# Populate A New Running Playlist

Here, we will use the insights gathered from my current running playlist to select songs for a new running playlist from from a SQL database of Spotify data. This database is very large and not included with this project, but it can be built from this project [here](https://github.com/tommcd09/spotify-database). This process will likely not produce a perfectly tailored playlist, but the goal is to at least produce a list of songs that I can draw upon to add more songs to my usual rotation.

In [1]:
import sqlite3
import pandas as pd
import config
from spotifyfuncs import authenticate_user, get_playlist_id, populate_playlist

pd.set_option('display.max_rows', 10)
pd.set_option('display.float_format', lambda x: '%.2f' % x)

## I. Authenticate

Next, we need to authenticate with the Spotify API. Because we will be creating a playlist in my own account, we need to sign in to my account using the prompt_for_user_token method in the spotipy.utils section of the spotipy library [1-2]. From a separate config file, we will pass my username, client id, and client secret, as well as the scope playlist-modify-public, since we will be creating and modifying a public playlist. We will also pass the redirect URI that I listed when registering my project with Spotify.

In [2]:
SCOPE = 'playlist-modify-public'
sp = authenticate_user(config.USERNAME, SCOPE, config.CLIENT_ID, 
                       config.CLIENT_SECRET, 'http://localhost:5000/callback/')

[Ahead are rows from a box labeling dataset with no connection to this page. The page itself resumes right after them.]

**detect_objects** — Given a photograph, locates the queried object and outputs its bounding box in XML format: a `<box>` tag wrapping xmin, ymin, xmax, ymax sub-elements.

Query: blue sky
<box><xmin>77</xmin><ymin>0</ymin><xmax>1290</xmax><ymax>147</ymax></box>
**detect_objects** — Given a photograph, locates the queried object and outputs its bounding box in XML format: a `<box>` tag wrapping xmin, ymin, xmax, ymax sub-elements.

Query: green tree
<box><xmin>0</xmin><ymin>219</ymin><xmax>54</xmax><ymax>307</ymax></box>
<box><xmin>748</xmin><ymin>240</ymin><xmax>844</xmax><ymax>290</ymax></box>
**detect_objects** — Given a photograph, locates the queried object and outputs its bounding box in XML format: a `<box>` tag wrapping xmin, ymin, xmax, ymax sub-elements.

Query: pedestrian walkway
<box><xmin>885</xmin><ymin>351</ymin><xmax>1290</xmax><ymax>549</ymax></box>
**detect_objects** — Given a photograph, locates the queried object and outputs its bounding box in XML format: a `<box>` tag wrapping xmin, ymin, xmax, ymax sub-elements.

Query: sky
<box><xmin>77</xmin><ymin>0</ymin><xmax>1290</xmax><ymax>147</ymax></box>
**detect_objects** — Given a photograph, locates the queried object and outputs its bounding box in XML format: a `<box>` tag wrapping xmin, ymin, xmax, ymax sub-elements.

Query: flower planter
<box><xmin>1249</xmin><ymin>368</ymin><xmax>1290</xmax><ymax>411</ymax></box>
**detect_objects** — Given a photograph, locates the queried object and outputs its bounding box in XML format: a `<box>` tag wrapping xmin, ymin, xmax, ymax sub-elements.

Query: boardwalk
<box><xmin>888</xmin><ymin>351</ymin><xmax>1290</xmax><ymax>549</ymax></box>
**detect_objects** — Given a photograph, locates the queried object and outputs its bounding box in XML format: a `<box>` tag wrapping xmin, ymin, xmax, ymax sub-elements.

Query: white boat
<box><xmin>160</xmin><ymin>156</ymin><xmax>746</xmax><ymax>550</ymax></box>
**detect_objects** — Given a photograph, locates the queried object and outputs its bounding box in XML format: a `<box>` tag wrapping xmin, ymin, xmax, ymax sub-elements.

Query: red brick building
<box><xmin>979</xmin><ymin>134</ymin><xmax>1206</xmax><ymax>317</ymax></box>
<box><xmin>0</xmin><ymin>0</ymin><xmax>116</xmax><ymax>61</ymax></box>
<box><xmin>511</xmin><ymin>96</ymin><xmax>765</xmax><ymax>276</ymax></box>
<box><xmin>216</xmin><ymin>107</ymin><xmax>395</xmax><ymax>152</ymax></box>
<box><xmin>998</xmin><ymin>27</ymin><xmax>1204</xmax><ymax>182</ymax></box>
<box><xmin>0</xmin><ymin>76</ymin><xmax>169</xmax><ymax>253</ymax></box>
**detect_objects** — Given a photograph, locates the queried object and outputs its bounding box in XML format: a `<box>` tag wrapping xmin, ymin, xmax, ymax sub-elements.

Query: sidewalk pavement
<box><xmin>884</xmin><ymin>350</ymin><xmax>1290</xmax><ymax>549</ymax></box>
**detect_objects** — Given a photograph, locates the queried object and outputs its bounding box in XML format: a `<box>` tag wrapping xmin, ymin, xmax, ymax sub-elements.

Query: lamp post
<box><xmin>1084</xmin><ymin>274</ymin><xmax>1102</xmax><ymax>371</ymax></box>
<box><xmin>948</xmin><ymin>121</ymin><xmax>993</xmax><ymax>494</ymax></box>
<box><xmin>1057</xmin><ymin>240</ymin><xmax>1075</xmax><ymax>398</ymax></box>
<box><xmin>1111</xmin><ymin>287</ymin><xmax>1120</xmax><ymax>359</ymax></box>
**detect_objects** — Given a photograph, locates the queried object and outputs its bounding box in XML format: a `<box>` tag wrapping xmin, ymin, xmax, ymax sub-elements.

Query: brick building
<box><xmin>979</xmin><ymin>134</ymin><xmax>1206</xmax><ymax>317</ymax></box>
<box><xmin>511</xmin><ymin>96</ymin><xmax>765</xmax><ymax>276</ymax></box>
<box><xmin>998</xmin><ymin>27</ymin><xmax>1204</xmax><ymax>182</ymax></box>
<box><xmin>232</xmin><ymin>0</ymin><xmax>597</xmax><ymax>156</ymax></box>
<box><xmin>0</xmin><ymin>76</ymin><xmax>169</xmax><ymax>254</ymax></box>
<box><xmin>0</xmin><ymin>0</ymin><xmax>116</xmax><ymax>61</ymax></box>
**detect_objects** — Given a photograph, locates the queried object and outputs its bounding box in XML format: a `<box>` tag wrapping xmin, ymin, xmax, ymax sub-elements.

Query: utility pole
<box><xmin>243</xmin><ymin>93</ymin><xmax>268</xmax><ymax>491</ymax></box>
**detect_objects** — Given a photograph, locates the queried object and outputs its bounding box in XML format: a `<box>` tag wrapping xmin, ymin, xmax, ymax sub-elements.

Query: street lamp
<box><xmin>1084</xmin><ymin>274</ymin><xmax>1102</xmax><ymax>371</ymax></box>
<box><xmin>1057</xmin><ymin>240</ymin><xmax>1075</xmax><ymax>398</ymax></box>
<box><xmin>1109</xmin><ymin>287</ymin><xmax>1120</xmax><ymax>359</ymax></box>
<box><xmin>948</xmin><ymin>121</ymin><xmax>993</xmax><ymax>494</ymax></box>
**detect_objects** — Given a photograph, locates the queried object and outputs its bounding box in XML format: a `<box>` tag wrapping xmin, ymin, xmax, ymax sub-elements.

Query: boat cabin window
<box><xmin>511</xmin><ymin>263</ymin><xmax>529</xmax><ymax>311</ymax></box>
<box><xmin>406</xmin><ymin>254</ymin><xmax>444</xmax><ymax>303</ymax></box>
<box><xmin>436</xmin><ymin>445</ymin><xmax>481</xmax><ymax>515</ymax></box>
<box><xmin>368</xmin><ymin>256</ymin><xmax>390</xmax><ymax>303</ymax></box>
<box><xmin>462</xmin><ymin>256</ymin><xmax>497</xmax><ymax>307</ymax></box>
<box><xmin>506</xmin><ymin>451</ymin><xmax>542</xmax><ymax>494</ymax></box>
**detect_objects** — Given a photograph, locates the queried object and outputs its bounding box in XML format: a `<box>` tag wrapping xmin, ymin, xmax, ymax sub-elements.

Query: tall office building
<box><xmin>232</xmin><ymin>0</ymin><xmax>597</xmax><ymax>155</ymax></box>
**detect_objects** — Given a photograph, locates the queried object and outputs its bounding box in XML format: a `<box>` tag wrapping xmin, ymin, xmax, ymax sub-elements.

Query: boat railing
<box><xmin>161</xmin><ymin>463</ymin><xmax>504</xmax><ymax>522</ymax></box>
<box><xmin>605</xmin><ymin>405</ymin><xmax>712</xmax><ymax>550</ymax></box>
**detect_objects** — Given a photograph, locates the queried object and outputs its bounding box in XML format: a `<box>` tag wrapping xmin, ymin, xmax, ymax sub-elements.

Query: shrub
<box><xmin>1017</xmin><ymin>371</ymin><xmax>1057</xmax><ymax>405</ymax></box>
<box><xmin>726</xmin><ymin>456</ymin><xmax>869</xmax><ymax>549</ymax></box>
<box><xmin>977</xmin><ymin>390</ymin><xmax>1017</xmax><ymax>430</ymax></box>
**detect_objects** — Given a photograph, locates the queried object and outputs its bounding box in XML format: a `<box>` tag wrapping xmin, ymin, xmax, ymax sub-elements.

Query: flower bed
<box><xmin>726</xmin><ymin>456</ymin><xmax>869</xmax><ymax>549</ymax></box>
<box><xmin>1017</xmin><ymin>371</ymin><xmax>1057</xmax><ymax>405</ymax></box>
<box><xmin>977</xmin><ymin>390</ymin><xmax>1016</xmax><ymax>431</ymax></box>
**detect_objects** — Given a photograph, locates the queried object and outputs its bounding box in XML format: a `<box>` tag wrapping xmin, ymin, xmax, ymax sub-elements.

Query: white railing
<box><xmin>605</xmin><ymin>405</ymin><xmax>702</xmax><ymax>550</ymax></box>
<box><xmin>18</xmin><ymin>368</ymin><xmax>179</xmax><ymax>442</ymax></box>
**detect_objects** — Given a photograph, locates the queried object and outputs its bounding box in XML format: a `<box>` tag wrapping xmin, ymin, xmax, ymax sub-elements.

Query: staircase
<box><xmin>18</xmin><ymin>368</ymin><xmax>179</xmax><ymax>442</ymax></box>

## II. Create New Playlist

Now that we have authenticated, let's create a new playlist called "My New Running Playlist". For now, this will just be an empty playlist [2].

In [3]:
playlist = 'My New Running Playlist'
sp.user_playlist_create(config.USERNAME, name=playlist)

{'collaborative': False,
 'description': '',
 'external_urls': {'spotify': 'https://open.spotify.com/playlist/6RnGdxwzgVyVQ4BwVm4nX3'},
 'followers': {'href': None, 'total': 0},
 'href': 'https://api.spotify.com/v1/playlists/6RnGdxwzgVyVQ4BwVm4nX3',
 'id': '6RnGdxwzgVyVQ4BwVm4nX3',
 'images': [],
 'name': 'My New Running Playlist',
 'owner': {'display_name': 'tommcd09',
  'external_urls': {'spotify': 'https://open.spotify.com/user/tommcd09'},
  'href': 'https://api.spotify.com/v1/users/tommcd09',
  'id': 'tommcd09',
  'type': 'user',
  'uri': 'spotify:user:tommcd09'},
 'primary_color': None,
 'public': True,
 'snapshot_id': 'MSxiNGNmNTc1ZGFjNTExYTU3ZDY1YzlhOTk5YzdjNWZkMmQ3MDBjZjU3',
 'tracks': {'href': 'https://api.spotify.com/v1/playlists/6RnGdxwzgVyVQ4BwVm4nX3/tracks',
  'items': [],
  'limit': 100,
  'next': None,
  'offset': 0,
  'previous': None,
  'total': 0},
 'type': 'playlist',
 'uri': 'spotify:playlist:6RnGdxwzgVyVQ4BwVm4nX3'}

We now have a blank playlist ready to fill.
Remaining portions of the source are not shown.